D&C Approach: Modify merge sort to count inversions during merging.

def countInversions(arr):
    if len(arr) <= 1:
        return arr, 0

    mid = len(arr) // 2
    left, left_inv = countInversions(arr[:mid])
    right, right_inv = countInversions(arr[mid:])
    merged, split_inv = mergeAndCount(left, right)

    return merged, left_inv + right_inv + split_inv

def mergeAndCount(left, right):
    result = []
    inversions = 0
    i, j = 0, 0

    while i < len(left) and j < len(right):
        if left[i] <= right[j]:
            result.append(left[i])
            i += 1
        else:
            result.append(right[j])
            inversions += len(left) - i  # All remaining left elements are inversions
            j += 1

    result.extend(left[i:])
    result.extend(right[j:])

    return result, inversions

When to Use Divide and Conquer

Use divide-and-conquer when:

  • ✅ Problem can be broken into independent subproblems of the same type
  • ✅ Subproblems are significantly smaller (usually half the size)
  • ✅ Solutions to subproblems can be combined efficiently
  • ✅ Base case is simple to solve

Common problem types:

  • Sorting (merge sort, quick sort)
  • Searching (binary search)
  • Tree problems (traversal, height, diameter)
  • Geometric problems (closest pair of points)
  • Array problems (max subarray, count inversions)

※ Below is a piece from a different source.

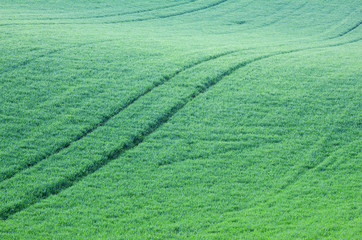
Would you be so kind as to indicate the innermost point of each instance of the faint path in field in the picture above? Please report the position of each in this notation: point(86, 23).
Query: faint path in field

Divide and Conquer vs Dynamic Programming

Aspect Divide and Conquer Dynamic Programming
Subproblems Independent Overlapping
Recomputation Each subproblem solved once Subproblems reused
Combination Combine results Build from smaller solutions
Examples Merge sort, binary search Fibonacci, knapsack

Key difference: If subproblems overlap (same subproblem computed multiple times), use DP with memoization. If subproblems are independent, use divide-and-conquer.

Related Patterns

Pattern When to Use Instead
Dynamic Programming Overlapping subproblems
Binary Search Searching in sorted (special case of D&C)
Two Pointers Linear traversal sufficient
Recursion General recursive problems without divide step

Practice Progression (Spaced Repetition)

Day 1 (Learn):

  • Understand the divide-combine paradigm
  • Solve: Merge Sort implementation, Maximum Subarray (D&C approach)

Day 3 (Reinforce):

  • Solve: Sort an Array (quicksort)
  • Practice identifying base cases

Day 7 (Master):

  • Solve: Construct Binary Tree from Traversals
  • Solve: Count of Smaller Numbers After Self

Day 14 (Maintain):

  • Solve: Median of Two Sorted Arrays
  • Compare D&C vs iterative approaches

Summary

Aspect Description
Pattern Divide → Conquer → Combine
Divide Split problem into smaller subproblems
Conquer Solve subproblems recursively
Combine Merge subproblem solutions
Base Case Smallest problem solved directly
Time Complexity Often O(n log n), analyze with Master Theorem
Space Complexity O(log n) to O(n) depending on algorithm
Classic Examples Merge sort, quick sort, binary search

Divide and Conquer is a powerful paradigm that transforms complex problems into simpler ones through recursive decomposition. Master this pattern, and you'll unlock elegant solutions to a wide range of algorithmic challenges.